貴族君(笑)の手には豪華そうな杖が握られており、先のほうには大きめの、少し濁った赤色をした魔力結晶がついていた。
どれだけ強くても、その杖がなくなると凡人になってしまうんだな、可哀想に...
その後ジーナ先生が的を修復した、あれも魔法かと思ったのだが、あの的は、手を当てて専用の呪文をとなえることによって自己修復するらしい。便利だな。

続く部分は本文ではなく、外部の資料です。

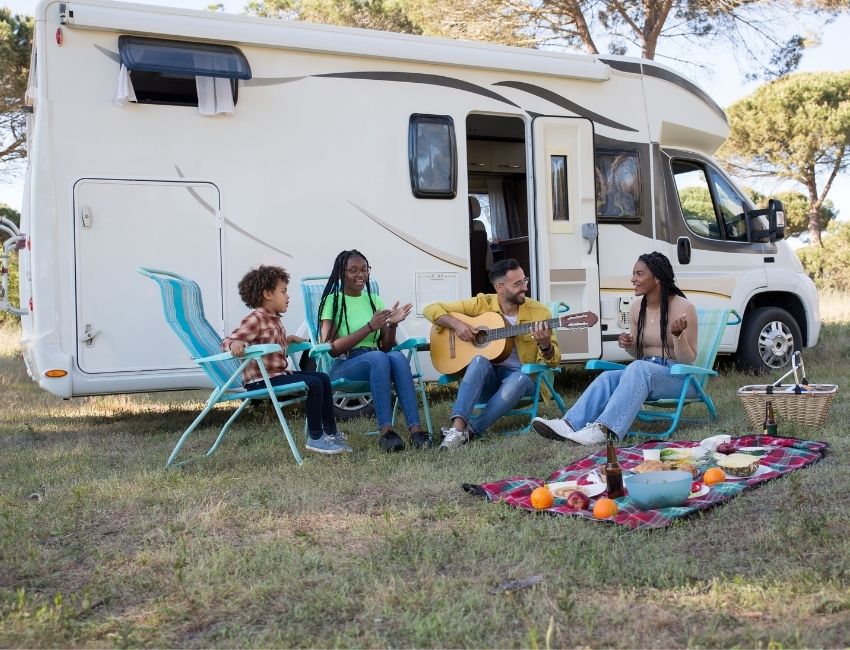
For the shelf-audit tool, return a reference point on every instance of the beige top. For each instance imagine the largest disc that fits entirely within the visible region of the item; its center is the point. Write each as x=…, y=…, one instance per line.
x=684, y=348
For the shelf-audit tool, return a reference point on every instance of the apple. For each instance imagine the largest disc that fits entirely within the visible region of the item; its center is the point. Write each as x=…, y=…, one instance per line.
x=726, y=448
x=577, y=500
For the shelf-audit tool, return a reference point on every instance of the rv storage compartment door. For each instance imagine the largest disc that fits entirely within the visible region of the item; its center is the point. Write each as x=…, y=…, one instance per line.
x=564, y=202
x=120, y=225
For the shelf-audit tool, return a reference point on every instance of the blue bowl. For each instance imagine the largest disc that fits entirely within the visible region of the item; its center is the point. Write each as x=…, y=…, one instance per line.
x=652, y=490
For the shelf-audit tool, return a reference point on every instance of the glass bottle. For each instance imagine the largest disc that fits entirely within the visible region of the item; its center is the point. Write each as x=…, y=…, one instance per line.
x=613, y=473
x=768, y=427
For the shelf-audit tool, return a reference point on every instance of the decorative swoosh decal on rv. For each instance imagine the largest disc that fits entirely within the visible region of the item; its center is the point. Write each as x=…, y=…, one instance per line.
x=112, y=55
x=563, y=102
x=425, y=248
x=238, y=229
x=419, y=78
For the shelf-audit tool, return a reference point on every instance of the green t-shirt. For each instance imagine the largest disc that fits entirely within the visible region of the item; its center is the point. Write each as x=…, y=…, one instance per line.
x=358, y=312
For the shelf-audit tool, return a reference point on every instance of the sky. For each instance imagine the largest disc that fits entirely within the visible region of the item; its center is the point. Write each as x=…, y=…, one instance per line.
x=723, y=81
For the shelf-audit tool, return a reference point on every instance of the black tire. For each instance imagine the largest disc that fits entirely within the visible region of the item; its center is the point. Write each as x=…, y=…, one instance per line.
x=348, y=408
x=769, y=336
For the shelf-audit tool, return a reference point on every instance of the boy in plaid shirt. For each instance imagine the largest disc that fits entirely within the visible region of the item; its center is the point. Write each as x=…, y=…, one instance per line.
x=265, y=290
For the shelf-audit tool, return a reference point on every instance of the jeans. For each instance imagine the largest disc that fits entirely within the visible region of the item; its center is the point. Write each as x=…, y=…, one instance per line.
x=502, y=388
x=382, y=370
x=615, y=397
x=320, y=406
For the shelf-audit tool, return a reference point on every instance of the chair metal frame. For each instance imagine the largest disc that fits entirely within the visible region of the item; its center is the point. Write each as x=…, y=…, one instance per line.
x=311, y=290
x=184, y=312
x=711, y=324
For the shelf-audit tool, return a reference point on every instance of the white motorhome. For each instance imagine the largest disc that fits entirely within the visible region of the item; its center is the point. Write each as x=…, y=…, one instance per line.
x=206, y=144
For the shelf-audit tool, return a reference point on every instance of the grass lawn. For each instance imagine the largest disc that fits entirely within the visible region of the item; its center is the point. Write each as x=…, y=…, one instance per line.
x=101, y=546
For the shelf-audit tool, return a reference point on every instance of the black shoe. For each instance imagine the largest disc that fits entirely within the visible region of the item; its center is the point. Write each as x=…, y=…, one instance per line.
x=420, y=439
x=391, y=441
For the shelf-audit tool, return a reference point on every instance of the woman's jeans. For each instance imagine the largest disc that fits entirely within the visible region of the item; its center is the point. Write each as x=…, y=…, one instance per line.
x=382, y=370
x=320, y=405
x=615, y=397
x=500, y=386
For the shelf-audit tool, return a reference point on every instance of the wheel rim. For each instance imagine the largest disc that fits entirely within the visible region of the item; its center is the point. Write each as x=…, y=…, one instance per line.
x=776, y=344
x=353, y=403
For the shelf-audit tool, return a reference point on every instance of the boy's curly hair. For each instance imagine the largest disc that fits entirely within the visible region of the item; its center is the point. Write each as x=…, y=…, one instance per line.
x=255, y=281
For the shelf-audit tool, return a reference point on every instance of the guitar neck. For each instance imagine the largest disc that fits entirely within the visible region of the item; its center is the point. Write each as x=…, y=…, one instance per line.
x=510, y=331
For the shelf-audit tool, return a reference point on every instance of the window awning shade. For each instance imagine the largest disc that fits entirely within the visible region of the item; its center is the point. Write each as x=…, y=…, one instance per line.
x=183, y=58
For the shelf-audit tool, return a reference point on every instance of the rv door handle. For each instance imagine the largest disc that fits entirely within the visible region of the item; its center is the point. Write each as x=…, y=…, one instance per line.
x=683, y=248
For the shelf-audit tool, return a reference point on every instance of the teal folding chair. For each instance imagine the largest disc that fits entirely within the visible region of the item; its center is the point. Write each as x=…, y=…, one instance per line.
x=543, y=376
x=346, y=391
x=184, y=313
x=711, y=325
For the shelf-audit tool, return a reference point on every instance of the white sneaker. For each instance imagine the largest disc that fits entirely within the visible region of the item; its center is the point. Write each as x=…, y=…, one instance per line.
x=556, y=429
x=592, y=434
x=452, y=438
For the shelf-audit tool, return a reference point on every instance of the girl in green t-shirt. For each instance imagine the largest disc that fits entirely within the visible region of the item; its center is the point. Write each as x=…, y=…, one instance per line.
x=361, y=331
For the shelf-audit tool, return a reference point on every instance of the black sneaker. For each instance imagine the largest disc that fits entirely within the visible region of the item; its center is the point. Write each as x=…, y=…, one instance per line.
x=391, y=441
x=420, y=439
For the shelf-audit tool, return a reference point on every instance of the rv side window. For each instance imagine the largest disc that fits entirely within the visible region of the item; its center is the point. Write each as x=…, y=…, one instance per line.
x=432, y=156
x=695, y=199
x=169, y=72
x=618, y=185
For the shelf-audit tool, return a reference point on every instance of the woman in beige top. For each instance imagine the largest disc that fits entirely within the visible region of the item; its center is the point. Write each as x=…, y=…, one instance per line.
x=665, y=323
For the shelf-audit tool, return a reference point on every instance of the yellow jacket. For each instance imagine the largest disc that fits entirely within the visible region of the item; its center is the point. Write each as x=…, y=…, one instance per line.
x=529, y=312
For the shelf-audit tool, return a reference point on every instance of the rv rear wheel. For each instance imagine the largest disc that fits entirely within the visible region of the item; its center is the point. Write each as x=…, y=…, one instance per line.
x=347, y=408
x=769, y=336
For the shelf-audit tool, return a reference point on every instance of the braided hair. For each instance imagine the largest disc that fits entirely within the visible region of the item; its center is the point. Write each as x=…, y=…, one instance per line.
x=335, y=292
x=662, y=270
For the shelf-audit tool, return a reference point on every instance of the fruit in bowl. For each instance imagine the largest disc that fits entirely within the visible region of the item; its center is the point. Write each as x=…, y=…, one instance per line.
x=652, y=490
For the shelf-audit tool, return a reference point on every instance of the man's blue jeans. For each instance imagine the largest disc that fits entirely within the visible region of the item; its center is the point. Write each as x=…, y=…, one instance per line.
x=615, y=397
x=382, y=370
x=501, y=387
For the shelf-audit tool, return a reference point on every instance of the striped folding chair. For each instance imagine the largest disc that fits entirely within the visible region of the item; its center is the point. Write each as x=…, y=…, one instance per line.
x=184, y=313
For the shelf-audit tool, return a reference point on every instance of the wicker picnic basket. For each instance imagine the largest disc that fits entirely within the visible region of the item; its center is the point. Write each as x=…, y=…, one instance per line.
x=809, y=407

そしてその後は貴族君(笑)がまた的を壊したりしていたが、何事もなく授業終了。
今日は訓練場で軽くHRをして解散となった。「教室に持ち物忘れてきたー!」とか叫んでる男子がいたが、みんな持ってきているのか、そういえば棚みたいなロッカーみたいなやつが設置してあったな、そういうことか。
「そうだアリス、今日はこのあと暇?」
「ん?あぁ、今日は別になにも用はないな」
図書館にいってわざわざこれから授業で学ぶことを先に覚えようとは思わないし、もう歴史にはうんざりだしな。暇だな、”倉庫”の中身を一回きちんと確認したいという気持ちもあるがこれもいつでもいいしな。うん、暇だな。
「じゃあさ、ちょっと買い物に付き合ってくれない?」
おっとこれはデートか何かですかー?ドキがムネムネですねー。
数年前に書いた小説もどきを昨日読み返したんですがね、酷かったです。もう黒歴史とはこういうものを言うんだなって感じですね。一番古いもので中学生の頃に書いたものがありました。
しかしながらその中で1つだけ面白そうな設定の話を見つけましてですね、それをいつの日か短編にできればな、と思っています。
さて、次回はいつになるのやら。14日あたりから別に行きたくもない修学旅行があるので、その期間は予約投稿でもしたいんですがね、ストックがないのですよ。がんばらなきゃなー。